With a characteristic indifference to all worldly matters he had entirely forgotten that the father whom he had just buried had died wealthy, and that his entire fortune had been left to the son whom he had so lately and strangely acknowledged. And when,—while he was still engaged in counting up his small stock of money,—a knock came at the door, and a well-dressed man of business-like appearance entered with a smiling and propitiatory air, addressing him as “Monsieur Vergniaud,” Cyrillon did not know at all what to make of his visitor. Sweeping his coins together with one hand, he stood up, his flashing eyes glancing the stranger over carelessly.
“Your name, sir?” he demanded—“I am not acquainted with you.”
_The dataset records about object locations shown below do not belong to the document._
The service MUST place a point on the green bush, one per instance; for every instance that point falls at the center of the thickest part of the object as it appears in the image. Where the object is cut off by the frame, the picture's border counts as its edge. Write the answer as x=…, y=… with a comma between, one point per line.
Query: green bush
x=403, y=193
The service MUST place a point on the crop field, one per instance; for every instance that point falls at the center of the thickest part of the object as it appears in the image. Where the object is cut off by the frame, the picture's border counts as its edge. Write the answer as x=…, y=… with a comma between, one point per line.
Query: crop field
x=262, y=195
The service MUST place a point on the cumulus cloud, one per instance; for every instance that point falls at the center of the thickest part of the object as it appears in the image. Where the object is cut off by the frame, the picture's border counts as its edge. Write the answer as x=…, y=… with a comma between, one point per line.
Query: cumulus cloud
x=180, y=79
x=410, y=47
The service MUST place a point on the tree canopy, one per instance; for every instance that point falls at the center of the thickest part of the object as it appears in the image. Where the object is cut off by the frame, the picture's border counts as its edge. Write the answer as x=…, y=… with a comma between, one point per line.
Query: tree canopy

The smiling man unabashed, sought about for a place to put down his shiny hat, and smiled still more broadly.
“No!” he said—“No! You would not be likely to know me. I have not the celebrity of Gys Grandit! I am only Andre Petitot—a lawyer, residing in the Boulevard Malesherbes. I have just come from your father’s funeral.”
Cyrillon bowed gravely, and remained silent.
“I have followed you,” pursued Monsieur Petitot affably, “as soon as I could, according to the instructions I received, to ask when it will be convenient for you to hear me read your father’s will?”
The young man started.
“His will!” he ejaculated. He had never given it a thought. “Yes. May I take a chair? There are only two in the room, I perceive! Thanks!” And the lawyer sat down and began drawing off his gloves,— “Your father had considerable means,—though he parted with much that he might have kept, through his extraordinary liberality to the poor—”
“God bless him!” murmured Cyrillon.
“Yes—yes—no doubt God will bless him!” said Monsieur Petitot amicably—“According to your way of thinking, He ought to do so. But personally, I always find the poor extremely ungrateful, and God certainly does not bless me whenever I encourage them in their habits of idleness and vice! However, that is not a question for discussion at present. The immediate point is this—your father made his will about eighteen months ago, leaving everything to you. The wording of the will is unusual, but he insisted obstinately on having it thus set down—”
Here the lawyer drew a paper out of his pocket, fixed a pair of spectacles on his nose, and studied the document intently—“Yes!—it reads in this way:—’ Everything of which I die possessed to my son, Cyrillon Vergniaud, born out of wedlock, but as truly my son in the sight of God, as Ninette Bernadin was his mother, and my wife, though never so legalised before the world, but fully acknowledged by me before God, and before the Church which I have served and disobeyed.’ A curious wording!” said Petitot, nodding his head a great many times—“Very curious! I told him so—but he would have it his own way,—moreover, I am instructed to publish his will in any Paris paper that will give it a place. Now this clause is to my mind exceedingly disagreeable, and I wish I could set it aside.”